EngiAgent: Fully Connected Coordination of LLM Agents for Solving Open-ended Engineering Problems with Feasible Solutions
Pith reviewed 2026-05-09 16:29 UTC · model grok-4.3
The pith
A fully connected coordinator among LLM agents produces feasible solutions for open-ended engineering problems by routing feedback between specialized stages.
A machine-rendered reading of the paper's core claim, the machinery that carries it, and where it could break.
Core claim
We propose EngiAgent, a multi-agent system with a fully connected coordinator that simulates expert workflows through specialized agents for problem analysis, modeling, verification, solving, and solution evaluation. The fully connected coordinator enables flexible feedback routing, overcoming the rigidity of prior pipeline-based reflection methods and ensuring feasibility at every stage of the process. This design not only improves robustness to diverse failure cases such as data extraction errors, constraint inconsistencies, and solver failures, but also enhances the overall quality of problem solving.
What carries the argument
The fully connected coordinator that routes feedback in any direction among agents specialized in problem analysis, modeling, verification, solving, and solution evaluation.
If this is right
- Higher feasibility rates across four representative engineering domains compared with earlier LLM approaches.
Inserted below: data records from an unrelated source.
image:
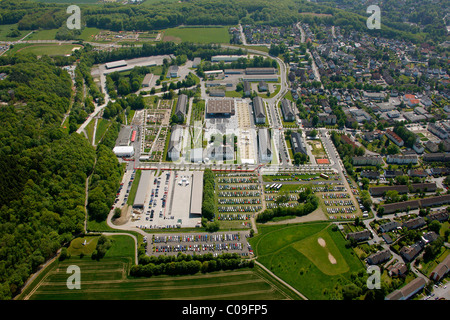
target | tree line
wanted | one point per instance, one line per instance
(43, 169)
(187, 264)
(308, 202)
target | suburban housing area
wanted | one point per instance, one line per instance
(285, 160)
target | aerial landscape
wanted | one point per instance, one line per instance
(225, 150)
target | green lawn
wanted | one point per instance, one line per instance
(43, 49)
(102, 127)
(197, 34)
(294, 254)
(108, 279)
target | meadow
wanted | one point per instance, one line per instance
(108, 279)
(197, 34)
(311, 257)
(43, 49)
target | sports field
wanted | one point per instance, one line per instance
(197, 34)
(108, 279)
(310, 257)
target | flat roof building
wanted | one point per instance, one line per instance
(180, 109)
(287, 110)
(264, 146)
(258, 110)
(260, 71)
(146, 82)
(124, 151)
(174, 149)
(116, 64)
(220, 108)
(297, 143)
(196, 193)
(141, 193)
(124, 136)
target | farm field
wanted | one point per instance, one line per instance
(310, 257)
(197, 34)
(6, 28)
(44, 49)
(108, 279)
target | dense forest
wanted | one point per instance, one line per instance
(406, 20)
(43, 169)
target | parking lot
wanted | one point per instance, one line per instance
(199, 243)
(167, 201)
- Better handling of specific failure modes including data extraction errors, constraint inconsistencies, and solver crashes.
- Improved solution quality because feasibility is checked and enforced at every step instead of only at the end.
- A shift toward feasibility-focused workflows when LLMs are applied to open-ended engineering tasks.
Where Pith is reading between the lines
- The same coordination pattern might transfer to other domains that require repeated constraint checking, such as scientific modeling or regulatory design.
- Coordination overhead could become noticeable on very large problems, suggesting a need to test how the network scales with problem size.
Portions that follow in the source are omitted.